Today, police use dogs to track fugitives and search for missing persons, obtain probable cause (that is, legal justification to get a search warrant), and find substances, particularly illegal drugs. In what are known as scent lineups, agencies use trained canines to match evidence collected at a crime scene to the scent of a suspect or body. Increasingly, testimony from dog handlers has also served as direct evidence of guilt—accepted in lieu of an actual corpse, drug stash, or other physical evidence of a crime.
Yet critics worry that the criminal legal system has embraced a technique profoundly lacking in scientific validation. Dog-sniff evidence has led to wrongful convictions, and studies show human biases skew animal behavior. Almost no published research indicates just what dogs detect or how they do it. Defendants and their lawyers can’t cross-examine a dog, which means the accused cannot scrutinize the evidence or readily confront their accusers, a right enshrined in the U.S. Constitution.
“It’s not enough to say I have this amazing expert with an incredible nose who can distinguish between scents,” says Binyamin Blum, an evidence scholar at the University of California (UC) Hastings College of the Law, who contends such testimony short-circuits the safeguards in place to discriminate between junk science and real science. “You have to explain exactly what their method is.”
No comprehensive database exists about exoneration that involved a dog-sniff, but according to the National Registry of Exonerations, a project hosted by the University of Michigan Law School, at least 17 innocent people have been freed after dog-sniff evidence erroneously sent them to prison.
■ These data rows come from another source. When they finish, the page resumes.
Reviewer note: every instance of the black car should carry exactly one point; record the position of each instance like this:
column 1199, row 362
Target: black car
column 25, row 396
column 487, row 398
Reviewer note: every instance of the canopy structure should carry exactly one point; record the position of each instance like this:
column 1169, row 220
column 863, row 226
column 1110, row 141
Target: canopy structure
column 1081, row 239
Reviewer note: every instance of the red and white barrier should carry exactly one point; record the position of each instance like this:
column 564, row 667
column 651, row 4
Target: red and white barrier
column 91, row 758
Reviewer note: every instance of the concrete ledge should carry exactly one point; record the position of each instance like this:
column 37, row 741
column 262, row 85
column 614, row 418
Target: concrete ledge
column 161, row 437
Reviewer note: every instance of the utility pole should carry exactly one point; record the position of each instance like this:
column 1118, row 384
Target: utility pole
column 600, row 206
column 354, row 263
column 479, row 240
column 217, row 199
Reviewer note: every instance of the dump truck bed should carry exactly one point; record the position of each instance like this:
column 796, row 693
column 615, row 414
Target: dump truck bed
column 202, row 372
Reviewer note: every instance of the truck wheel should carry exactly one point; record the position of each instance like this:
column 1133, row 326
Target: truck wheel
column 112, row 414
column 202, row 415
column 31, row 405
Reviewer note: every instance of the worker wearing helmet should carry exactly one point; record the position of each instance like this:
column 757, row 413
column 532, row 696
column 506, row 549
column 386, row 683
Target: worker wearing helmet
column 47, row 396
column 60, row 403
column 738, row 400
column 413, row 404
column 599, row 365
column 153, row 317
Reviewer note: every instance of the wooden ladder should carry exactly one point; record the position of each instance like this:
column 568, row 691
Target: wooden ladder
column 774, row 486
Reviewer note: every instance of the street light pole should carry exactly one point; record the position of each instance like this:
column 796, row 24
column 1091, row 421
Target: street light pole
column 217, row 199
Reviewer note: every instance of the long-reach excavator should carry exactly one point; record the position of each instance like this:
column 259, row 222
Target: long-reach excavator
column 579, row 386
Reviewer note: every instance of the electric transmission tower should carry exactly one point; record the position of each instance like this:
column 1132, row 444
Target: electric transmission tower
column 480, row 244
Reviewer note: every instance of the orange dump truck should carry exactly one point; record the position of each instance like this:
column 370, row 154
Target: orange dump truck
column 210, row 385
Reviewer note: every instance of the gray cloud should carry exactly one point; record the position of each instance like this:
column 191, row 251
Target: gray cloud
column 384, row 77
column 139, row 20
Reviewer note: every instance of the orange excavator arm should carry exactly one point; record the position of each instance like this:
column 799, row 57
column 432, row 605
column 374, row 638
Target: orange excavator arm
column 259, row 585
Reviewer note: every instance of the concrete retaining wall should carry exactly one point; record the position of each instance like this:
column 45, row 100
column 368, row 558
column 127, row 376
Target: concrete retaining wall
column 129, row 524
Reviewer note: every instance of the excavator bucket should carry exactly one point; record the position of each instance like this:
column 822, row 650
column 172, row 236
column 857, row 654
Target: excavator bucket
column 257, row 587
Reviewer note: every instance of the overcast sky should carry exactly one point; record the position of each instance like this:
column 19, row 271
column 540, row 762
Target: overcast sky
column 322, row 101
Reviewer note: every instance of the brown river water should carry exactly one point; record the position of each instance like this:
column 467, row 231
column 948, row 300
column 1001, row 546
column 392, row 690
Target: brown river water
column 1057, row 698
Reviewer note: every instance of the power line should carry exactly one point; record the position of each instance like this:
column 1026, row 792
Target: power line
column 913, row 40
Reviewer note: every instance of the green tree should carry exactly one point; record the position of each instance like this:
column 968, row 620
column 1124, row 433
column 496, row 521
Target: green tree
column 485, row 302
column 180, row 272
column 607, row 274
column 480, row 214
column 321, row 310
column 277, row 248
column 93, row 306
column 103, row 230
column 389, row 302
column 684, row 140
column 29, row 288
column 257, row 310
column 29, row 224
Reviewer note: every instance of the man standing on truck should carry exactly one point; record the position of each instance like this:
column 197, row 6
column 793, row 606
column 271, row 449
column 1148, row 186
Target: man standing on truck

Other convictions have been upheld—even after errors came to light.
Dana Delger and M. Chris Fabricant, attorneys from the Innocence Project’s strategic litigation department have did not question whether dogs could detect odors imperceptible to humans. Rather, they argued, “What is at issue is what has never been proven with any degree of scientific reliability: the ability of a dog to detect the residual scent of a particular object, including human remains, at a specific location days, weeks, months, or even more than a year after that object was removed.” A sniff could be used to corroborate, but they argued a dog’s indications alone should not be used to prove a person’s guilt.
Fabricant and Delger argued that a dog’s behavior may reflect a handler’s expectations, pointing to a 2011 study in Animal Cognition by Lisa Lit, then at UC Davis. Lit found handlers “cued” dogs into making false indications. In one test, Lit showed up each morning with evidence bags containing cannabis and gunpowder, explaining to 18 teams that those target scents might be present inside a church. No target odors were present, and yet dogs positively indicated 85% of the time, handlers said, suggesting the dogs served as loyal companions first and objective scent detectors second.
Similar issues came to light more recently in letters criticizing a 2018 study published in Forensic Science International. The experiment was designed to test the long-standing belief that dogs could “mantrail” unfamiliar suspects by their odor. In the study, dogs correctly trailed people 82% of the time. But earlier this year, several critics pointed out methodological shortcomings stemming from handler and experimenter bias, and the journal’s editors added a cautionary “expression of concern.”